Die before you die - Zen saying
When Death comes,
may it find you alive - African Proverb
A dear teacher of mine has reminded me that change is constant, that all things shift, and move, and come to an end.
So it goes. -Kurt Vonnegut, jr.
As another teacher recently said, "I have an announcement to make. You are all going to die." We all understand this, but not often do we embrace the impermanence of life (or any moment, really). Not only do we die, but every condition, good or bad, passes away after a time.
After watching a dear companion and teacher wither from the effects of cancer and heart failure, I said a last goodbye to her when she died this Saturday last.
When I first met her, she immediately set about showing me not to take things so seriously by pooping on the stone hearth before my fireplace, like a little exalted shrine to all things puppy.
For the last decade and a half or so, she stayed true to her shepherd instincts,
helping raising my kids and supervising all activities to make sure we were doing it right. She kept her own paths, though she was a faithful companion on our runs and rambles through the forests. And so she grew from puppy to strong adulthood, always patient with the younger pups. She loved the woods, and she loved to bathe in cool water.
Until one day, she decided she did not like running as much, and sat down in the middle of the road. I'd thought it just a dislike for my new habit of the leash.
Then she started to cough at night. As some of you know, this is the sign of a failing heart that can no longer circulate fluid through the lungs and out to the body. Apparently, she had always had a heart condition.
Our vet gave her four months left.
And so, she decided to give me a lesson in perseverance. After some months on various medications, she hung in there, and improved even. She did not give up, and still supervised us to make sure we were doing whatever right.
We even took her to a canine heart specialist and ordered expensive tests to give her the best care we could. Back then, I earned enough that my dog got better health care than most Americans do today. Think on that.
She weakened, but she persisted. The medicine worked. (It'd be hard to tell from American discourse, but in fact, science is a good way to discover how things work, and western medicine can successfully treat a wide array of afflictions).
So, I learned a little of the relationship between hope and inevitability After several months, the heart medication succeeded in reducing her congestion.
However, the x-rays revealed a lung cancer that had appeared almost overnight. Our vet said she had maybe a few weeks.
That was three years ago.
Over those years, she slowly declined. First, slowing. Then not running. Then not walking far. She lost weight, despite the switch to chicken. She lost her ability to keep her heat. She lost much of her fur and nearly all of her muscle. She had so little flesh she could barely stand, and no ability to climb back up the hill if she wandered down the hill in our yard. (Many nights she'd yelp her husk of a bark and we'd rescue her) In the end, she couldn't remember how doors worked, how to get out of corners, or that she was supposed to pee outside, after a lifetime of habit.

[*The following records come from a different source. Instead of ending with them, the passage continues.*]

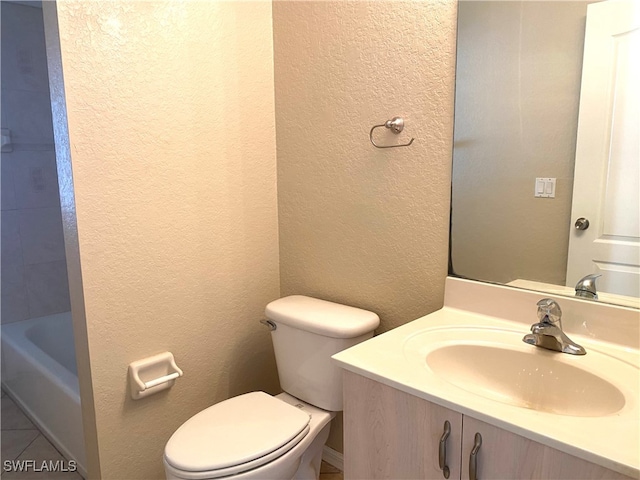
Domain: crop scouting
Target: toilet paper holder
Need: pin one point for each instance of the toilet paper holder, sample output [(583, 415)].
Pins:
[(152, 375)]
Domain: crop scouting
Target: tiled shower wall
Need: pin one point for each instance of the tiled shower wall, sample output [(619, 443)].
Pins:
[(34, 274)]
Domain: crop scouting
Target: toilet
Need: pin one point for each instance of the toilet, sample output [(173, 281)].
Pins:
[(259, 436)]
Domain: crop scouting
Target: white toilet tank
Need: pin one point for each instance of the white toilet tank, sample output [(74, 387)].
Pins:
[(308, 332)]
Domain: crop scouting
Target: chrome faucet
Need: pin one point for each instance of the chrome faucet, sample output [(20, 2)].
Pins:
[(547, 333), (586, 287)]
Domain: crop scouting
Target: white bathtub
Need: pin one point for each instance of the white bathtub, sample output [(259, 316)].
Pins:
[(39, 372)]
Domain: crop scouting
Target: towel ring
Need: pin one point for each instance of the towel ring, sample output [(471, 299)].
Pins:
[(396, 125)]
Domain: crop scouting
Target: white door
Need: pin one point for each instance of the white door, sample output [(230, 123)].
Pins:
[(606, 188)]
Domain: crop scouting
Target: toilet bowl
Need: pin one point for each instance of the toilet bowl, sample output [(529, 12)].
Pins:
[(280, 454), (259, 436)]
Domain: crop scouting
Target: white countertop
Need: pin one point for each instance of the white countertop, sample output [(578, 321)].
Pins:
[(611, 441)]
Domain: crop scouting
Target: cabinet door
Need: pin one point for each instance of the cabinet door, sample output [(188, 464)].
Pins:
[(389, 434), (505, 455)]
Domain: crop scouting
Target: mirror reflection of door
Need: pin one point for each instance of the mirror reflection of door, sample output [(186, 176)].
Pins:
[(606, 188)]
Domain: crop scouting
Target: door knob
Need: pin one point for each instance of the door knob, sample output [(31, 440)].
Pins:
[(581, 224)]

That didn't stop her from going out to the deck on cold nights to enjoy the night sounds and the moon. Even then, she'd lie out and watch the world and wag. My wife caught what was the last wag we saw in a video last May. Looking at it now, she looked so healthy.

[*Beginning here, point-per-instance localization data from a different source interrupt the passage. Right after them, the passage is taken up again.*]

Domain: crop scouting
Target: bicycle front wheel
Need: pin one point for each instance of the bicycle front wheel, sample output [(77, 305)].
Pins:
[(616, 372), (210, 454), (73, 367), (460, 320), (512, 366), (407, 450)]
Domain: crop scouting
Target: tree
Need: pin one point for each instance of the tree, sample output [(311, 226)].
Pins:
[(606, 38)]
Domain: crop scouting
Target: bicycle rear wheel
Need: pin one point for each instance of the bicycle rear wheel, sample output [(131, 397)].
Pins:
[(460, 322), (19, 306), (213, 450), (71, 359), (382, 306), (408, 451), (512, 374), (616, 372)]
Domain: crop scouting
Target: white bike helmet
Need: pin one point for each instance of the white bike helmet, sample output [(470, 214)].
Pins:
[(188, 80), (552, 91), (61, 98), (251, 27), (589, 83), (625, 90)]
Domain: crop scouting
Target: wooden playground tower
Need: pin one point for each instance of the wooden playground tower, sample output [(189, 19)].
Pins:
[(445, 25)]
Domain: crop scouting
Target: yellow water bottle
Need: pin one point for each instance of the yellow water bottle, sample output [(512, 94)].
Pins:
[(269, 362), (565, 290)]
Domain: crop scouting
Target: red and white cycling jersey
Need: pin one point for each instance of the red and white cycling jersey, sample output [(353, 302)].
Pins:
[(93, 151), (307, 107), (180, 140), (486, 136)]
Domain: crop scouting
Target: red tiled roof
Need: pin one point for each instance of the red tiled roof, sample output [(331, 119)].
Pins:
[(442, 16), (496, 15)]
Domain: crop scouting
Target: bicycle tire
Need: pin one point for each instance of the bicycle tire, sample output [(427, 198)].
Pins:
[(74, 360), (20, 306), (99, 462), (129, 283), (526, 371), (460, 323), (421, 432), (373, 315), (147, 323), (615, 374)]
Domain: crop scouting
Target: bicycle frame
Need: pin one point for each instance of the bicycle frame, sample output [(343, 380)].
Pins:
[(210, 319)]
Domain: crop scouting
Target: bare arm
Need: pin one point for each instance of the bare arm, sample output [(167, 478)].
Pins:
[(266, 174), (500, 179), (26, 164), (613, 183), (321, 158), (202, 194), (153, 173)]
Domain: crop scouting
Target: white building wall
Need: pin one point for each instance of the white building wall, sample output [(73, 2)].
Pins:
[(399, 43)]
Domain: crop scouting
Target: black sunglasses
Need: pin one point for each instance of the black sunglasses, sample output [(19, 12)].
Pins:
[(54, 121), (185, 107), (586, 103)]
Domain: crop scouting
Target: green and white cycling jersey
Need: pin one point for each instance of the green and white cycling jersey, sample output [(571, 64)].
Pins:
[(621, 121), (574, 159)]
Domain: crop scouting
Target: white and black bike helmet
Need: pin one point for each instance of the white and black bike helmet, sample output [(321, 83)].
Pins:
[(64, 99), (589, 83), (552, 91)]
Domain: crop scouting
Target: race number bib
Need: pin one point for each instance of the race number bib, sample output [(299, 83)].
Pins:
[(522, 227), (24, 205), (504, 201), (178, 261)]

For my part, it gave me time to accept what I'd of course always known: that I would lose her.
It gave me time also to understand, again, that nothing remains with us forever. We may have joys and loves for a time, and we must embrace and feel them to the fullest, but also too we must also recognize that everything changes and gives rise to new things.
Worlds on worlds are rolling ever
From creation to decay,
Like the bubbles on a river
Sparkling, bursting, borne away. -Shelley
Last Saturday, I was away, out of contact, when she walked out into the yard in full view of the mountains, and collapsed. My wife found her a few minutes later, dead, slid down the hill.
When I returned and my wife told me she had died, I was filled with a lightness of heart and relief that it had all ended well. I felt great gratitude for the lifetime my dear dog had given me, so faithfully, so graciously. I had nursed her with twice daily pills and peanut butter, and kept her from harm as best I could. And she kept me from harm also.
So, too, one of these days I will decline (with luck!) and die, as will my mother, my wife, my children, all of us, all of you reading this. Hundreds of years from now, maybe not even that long, next to no trace will exist that we ever lived here on a rock circling one of a trillion trillion suns.
Next time we are upset with a comment, or outraged by some news, consider that too in its proper perspective.
So it goes
So, in this way, that dear dog is still making sure I'm doing it right in reminding me to keep all things in their proper perspective. Embrace what is, even when what is, is the leaving.
Only in silence the word,
Only in dark the light,
Only in dying life:
Bright the hawk's flight
On the empty sky. - Le Guin
So it is. The consequence of life is invariably death, and often disease, and dying. Yet, by understanding and recognition we take comfort and feel peace in knowing going in that the joys shared are a precious, limited thing that are for all that the more glorious.
O best beloved, thank you
So, she has gone on ahead, as always, showing me the way.
We will come down at night to these resounding beaches
And the long gentle thunder of the sea,
Here for a single hour in the wide starlight
We shall be happy, for the dead are free. - Teasdale
Think on these things
(and many thanks for all your kind words!)